Alderwoman Diane Marlin, D-Ward 7, said she dislikes tax increases but thinks it was necessary this time to maintain a baseline of city services. Still, she added, city officials have a lot of budget work remaining.
"This is not going to solve our problems," Marlin said. "There are a lot of unknowns out there."
Because the increase will be effective halfway through the fiscal year, city officials expect to collect only $343,000 in this budget cycle. That leaves a remaining budget gap of about $640,000, for which Prussing proposed spending cuts on Tuesday night.
She said $178,500 has already been cut by consolidating positions in the public works department and by closing the police front desk for six hours between 11 p.m. and 5 a.m.

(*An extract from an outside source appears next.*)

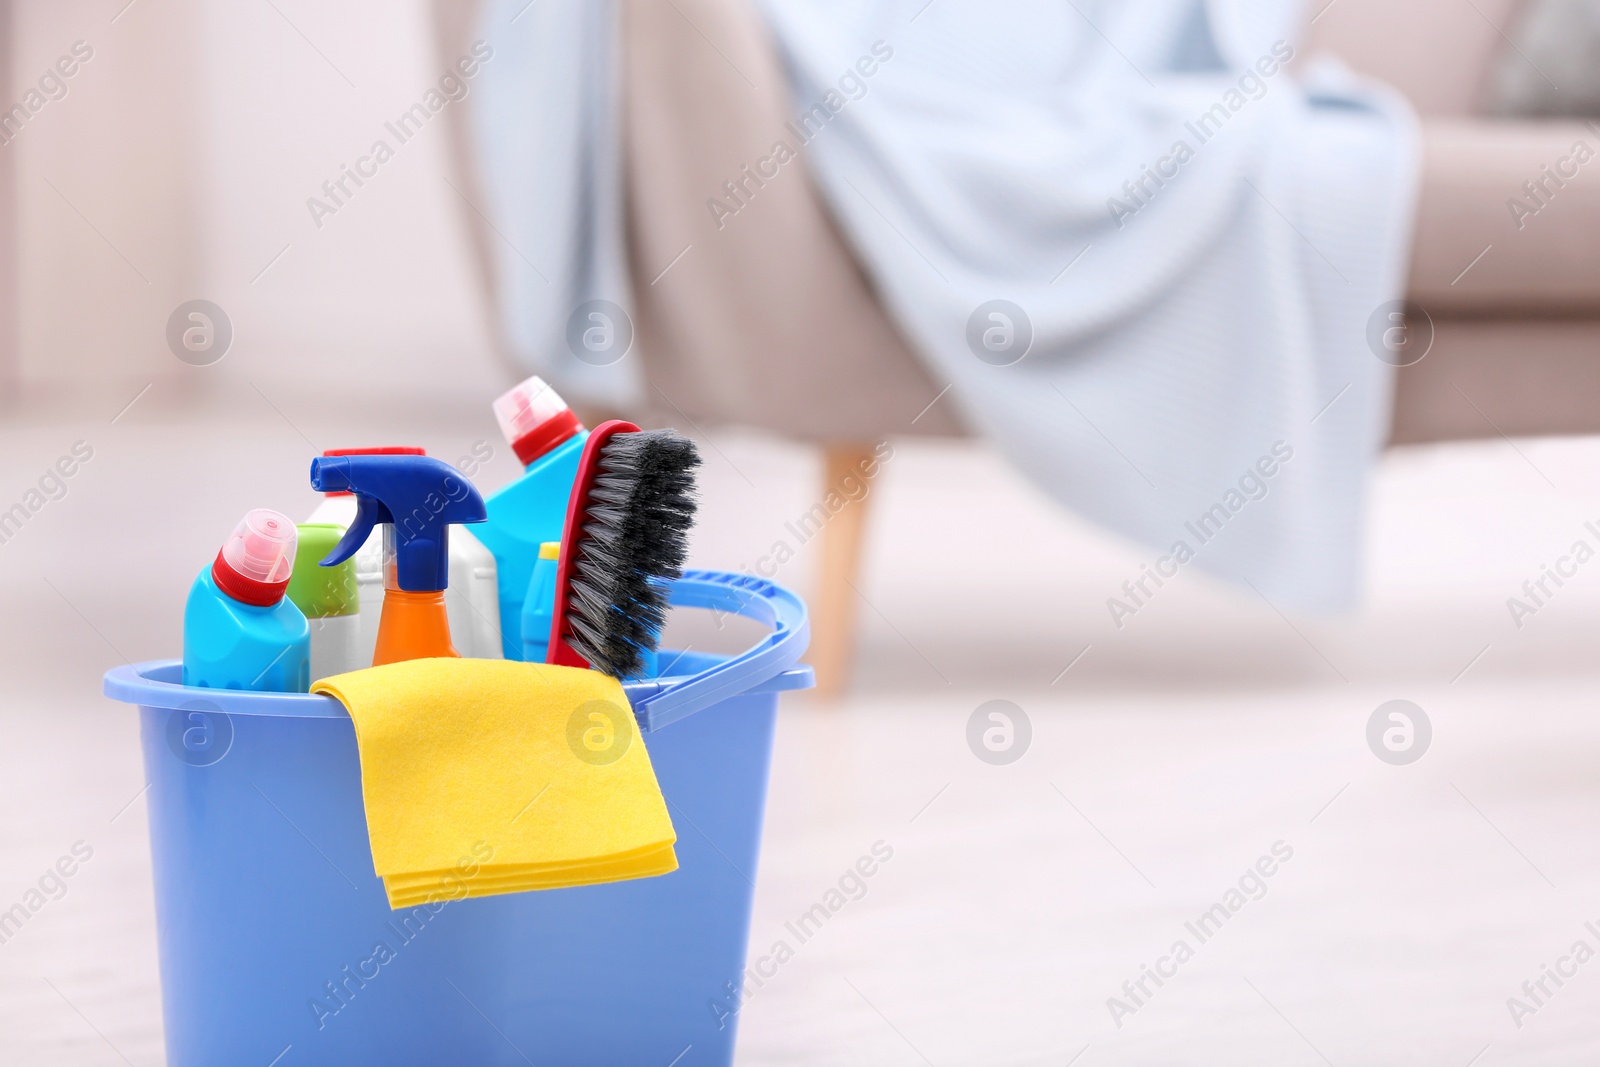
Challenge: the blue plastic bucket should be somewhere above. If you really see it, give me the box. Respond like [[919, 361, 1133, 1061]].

She said she also thinks the city can find money by reducing its employee health care plans — which she said is the "Cadillac" plan and among the best of any employer in Champaign County. Prussing thinks some employees might prefer to switch to plans available under the Affordable Care Act, which could save money both for employees and the city.

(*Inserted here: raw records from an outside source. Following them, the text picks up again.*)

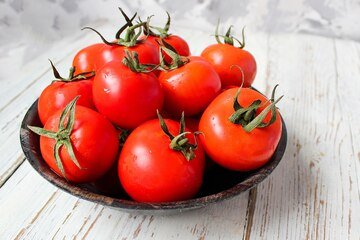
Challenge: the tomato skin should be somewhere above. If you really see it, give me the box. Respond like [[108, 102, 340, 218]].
[[144, 35, 190, 62], [201, 44, 257, 87], [40, 106, 119, 183], [72, 43, 105, 75], [93, 61, 164, 130], [199, 88, 282, 171], [93, 41, 159, 71], [38, 81, 94, 125], [158, 56, 221, 117], [119, 119, 205, 202]]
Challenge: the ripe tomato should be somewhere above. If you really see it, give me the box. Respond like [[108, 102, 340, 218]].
[[72, 43, 105, 75], [144, 35, 190, 63], [118, 113, 205, 202], [158, 56, 221, 117], [93, 41, 159, 71], [199, 87, 283, 171], [200, 25, 256, 88], [83, 12, 159, 72], [92, 53, 164, 129], [38, 61, 95, 125], [141, 12, 190, 63], [29, 98, 119, 183]]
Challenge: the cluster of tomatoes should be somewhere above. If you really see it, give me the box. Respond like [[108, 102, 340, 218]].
[[29, 9, 283, 203]]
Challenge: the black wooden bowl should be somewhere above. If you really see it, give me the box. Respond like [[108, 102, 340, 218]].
[[20, 100, 287, 214]]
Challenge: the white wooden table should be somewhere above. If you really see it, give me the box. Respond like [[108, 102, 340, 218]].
[[0, 24, 359, 239]]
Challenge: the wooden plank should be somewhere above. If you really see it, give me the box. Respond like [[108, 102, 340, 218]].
[[248, 34, 360, 239], [0, 162, 250, 240]]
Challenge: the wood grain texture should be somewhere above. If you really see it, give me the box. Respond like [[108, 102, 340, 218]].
[[0, 24, 359, 239], [249, 34, 360, 240]]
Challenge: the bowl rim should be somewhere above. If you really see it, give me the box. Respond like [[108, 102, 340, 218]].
[[20, 99, 287, 211]]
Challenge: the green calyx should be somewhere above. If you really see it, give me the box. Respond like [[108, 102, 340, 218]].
[[82, 8, 148, 48], [49, 60, 94, 83], [143, 11, 171, 38], [122, 50, 158, 73], [157, 110, 200, 161], [215, 19, 246, 49], [158, 39, 189, 70], [28, 97, 82, 179], [229, 85, 283, 132]]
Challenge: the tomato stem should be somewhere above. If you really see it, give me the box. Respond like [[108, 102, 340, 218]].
[[49, 60, 94, 83], [82, 9, 148, 48], [157, 39, 189, 70], [156, 110, 200, 160], [215, 20, 246, 49], [116, 8, 137, 39], [143, 11, 171, 38], [229, 85, 283, 132], [122, 50, 159, 73], [28, 96, 83, 179]]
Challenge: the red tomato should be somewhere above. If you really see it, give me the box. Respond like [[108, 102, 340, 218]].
[[199, 87, 282, 171], [72, 43, 105, 75], [118, 117, 205, 202], [201, 44, 256, 88], [144, 35, 190, 63], [31, 102, 119, 183], [93, 60, 164, 129], [38, 81, 94, 125], [93, 41, 159, 71], [140, 12, 190, 63], [158, 56, 221, 117], [38, 62, 95, 125]]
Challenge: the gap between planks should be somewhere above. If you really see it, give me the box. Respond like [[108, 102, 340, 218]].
[[0, 156, 25, 188], [243, 188, 258, 240]]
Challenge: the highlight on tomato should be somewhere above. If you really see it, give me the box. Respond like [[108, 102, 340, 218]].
[[29, 97, 119, 183], [118, 111, 205, 202], [158, 40, 221, 117], [82, 8, 159, 71], [92, 50, 164, 130], [38, 60, 95, 125], [141, 12, 190, 64], [201, 21, 257, 88], [199, 85, 283, 171]]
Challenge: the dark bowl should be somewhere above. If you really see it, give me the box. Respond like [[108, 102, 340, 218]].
[[20, 100, 287, 214]]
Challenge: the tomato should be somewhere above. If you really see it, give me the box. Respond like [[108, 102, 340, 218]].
[[158, 56, 221, 117], [199, 87, 282, 171], [92, 54, 164, 130], [118, 113, 205, 202], [144, 35, 190, 63], [72, 43, 105, 75], [38, 62, 95, 125], [200, 24, 256, 88], [29, 98, 119, 183], [93, 41, 159, 71], [83, 12, 159, 72], [141, 12, 190, 63]]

Speaking in support of the sales tax increase, Jason Scott, a city public works employee and president of the city AFSCME union, asked the mayor to budget for the same level of public works and police department front desk services that were provided last year.
"We don't want to see the city reach a breaking point with the staffing numbers and the services we are able to provide," Scott said.
Nobody from the local business community spoke to address the sales tax increase, but University of Illinois graduate student Dan Elg said before the vote that the city should look for a "bigger picture solution."
"It's time to finally start balancing the scales," Elg said. "Let's take this opportunity to make Urbana more business friendly than Champaign in one way."